実際にそんな経験をするのは半月の旅で一度あるかないかだろう。だが、日本ではリスクらしいリスクなどほとんど感じることはないから、それに比べればパリやローマでの身に降りかかるリスクの高頻度は尋常でない。街歩きしたりメトロやバスで一日を自由に過ごしたりできるけれども、スリ、置き引きに引ったくり、ぼったくり、詐欺などへの警戒神経はいつもピリピリしている。ちょっと珍しい経験を一つ紹介しよう。範疇としては「親切詐欺」とでも言うのだろうか。
 
その日はパリ郊外のサンジェルマン・アン・レーという小さな街に出掛ける予定でアパルトマンを出た。メトロに乗ったものの、凱旋門に昇ってみようと思い途中下車してシャンゼリゼ通りをぶらり歩いていた。視線を落とすと前方3メートルほどの溝にキラッと光る金属がある。近づいて手に取ろうとしたら、すっと大きな手が右方向から出てきて、その光る金属をつまみ上げたのである。手の先を辿ると身長190センチメートルはあろうかという大男が立っている。そして、ぼくを見てにこりと笑うのである。つまみ上げた金属は金の指輪だった。
 

 言うまでもなく、気配は不気味である。ぼくのフランス語は聴くのも話すのもカタコト程度だが、こういう状況になると危機意識からか普段聞き取れない音声が聞き取れるようになる。
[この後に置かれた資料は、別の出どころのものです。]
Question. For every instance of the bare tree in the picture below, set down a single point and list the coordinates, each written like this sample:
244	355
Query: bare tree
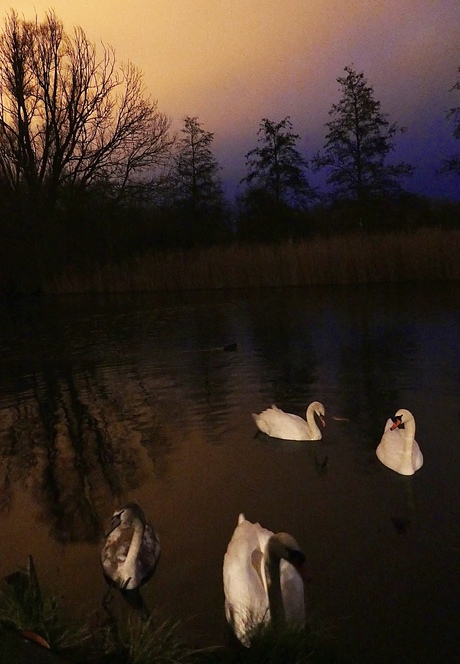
358	142
277	166
72	118
452	165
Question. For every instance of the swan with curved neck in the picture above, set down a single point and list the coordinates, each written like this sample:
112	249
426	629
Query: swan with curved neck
398	448
264	575
131	549
278	424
大男は最初はフランス語だったがカタコトの英語も交え、指輪をぼくに差し出して「これはきみが先に見つけた。拾ったのはオレだが、先に見つけたきみのものだ」と言っている。いらないというジェスチャーをして立ち去ろうとしたら、後ろから付いてくる。なにしろ大男である。腕をつかまれてねじ上げられたらひとたまりもない。受け取っても受け取らなくても面倒そうなので、手のひらに指輪を乗せさせ「オーケー、メルシー」と言って歩き出した。
 
これで終わるはずもなく、大男は付いてくる。周囲に人がほとんどいないので、まずは早足で人がいる方向へ歩いて行く。突然、大男はぼくの行く手に立ちふさがってこう言ったのである。「オレはコソボから来た。とても腹が減っているんだ」。コソボ。何とドスのきいた出身地なことか。ところで、先に書いておくが、ぼくは大枚やクレジットカードの入っている財布とパスポートはスリも手が届かないよう、上着のファスナー付き内ポケットに入れ、小銭入れはズボンのポケットに分けて入れている。そして、アパートで鞄にスナックかパンを入れて出掛ける。朝から肉や野菜をふんだんに食べるので、場合によってはランチをパンで済ませるようにしているのである。
 
大男が「腹が減っている」と言うから、鞄からパンを取り出した。当然小馬鹿にされたと思うだろう、大男は首を横に振り、「そうじゃない、マネーだ」と言う。精一杯のフランス語と英語で「マネーよりもパンのほうがすぐに食べれる」とか何とか言いながら男のほうへ差し出した。「違う、マネーだ」と大男。これも想定内なので、しかたがないという顔をして小銭入れから2ユーロ(当時で320円見当)を取り出して渡した。「足りない。もっとくれ」としつこいが、幸いなことに小銭入れには1ユーロ硬貨は入っておらず、5セントや10セントがいくつかあるだけだった。残り全部を大男の手にぶっちゃけて「後は何もないぞ、一日乗車券だけだぞ」とポケットの中まで引っ張り出して見せた。
 
後ろから殴りかかられないように、距離を開けて歩き出し、人がたむろしている近くまで急いだ。大男は付いて来てしばらく何やら叫んでいたが、あきらめて別の方向に去って行った。おそらく大男のポケットにはおもちゃの金の指輪が何個もあるのだろう。獲物を見つけた瞬間、溝に指輪を仕掛ける手口である。小銭合計で500円分もなかったので、安上がりなリスク回避だった。あの指輪、たぶん自宅のどこかの引き出しに入っているはずである。店で買う安物のキーホルダーよりはいい記念品だと思っている。

スリという稼業

かつて植木等が「 サラリーマンは気楽な稼業ときたもんだ」(ドント節)と歌った。ありきたりなことを書けば、気楽なサラリーマンもいれば、過労死に追い込まれるサラリーマンもいる。稼業が気楽かどうかは本人が決めるものだ。ぼくはと言えば、楽に収入を得た仕事がなかったわけではないが、「気楽な仕事」に巡り合わせたことは一度もない。

スリの話.JPG

スリは漢字で「掏摸」と書く。まず書けそうもないが、ふつう読める人もあまりいないだろう。「掏」とは他人が身に付けている金品を気づかれないように取ることであり、「摸」は手探りすることだ。現実的には、時間をかけて手探りしていては気づかれてしまうから、軽快かつ敏捷でなければスリという稼業は務まらない。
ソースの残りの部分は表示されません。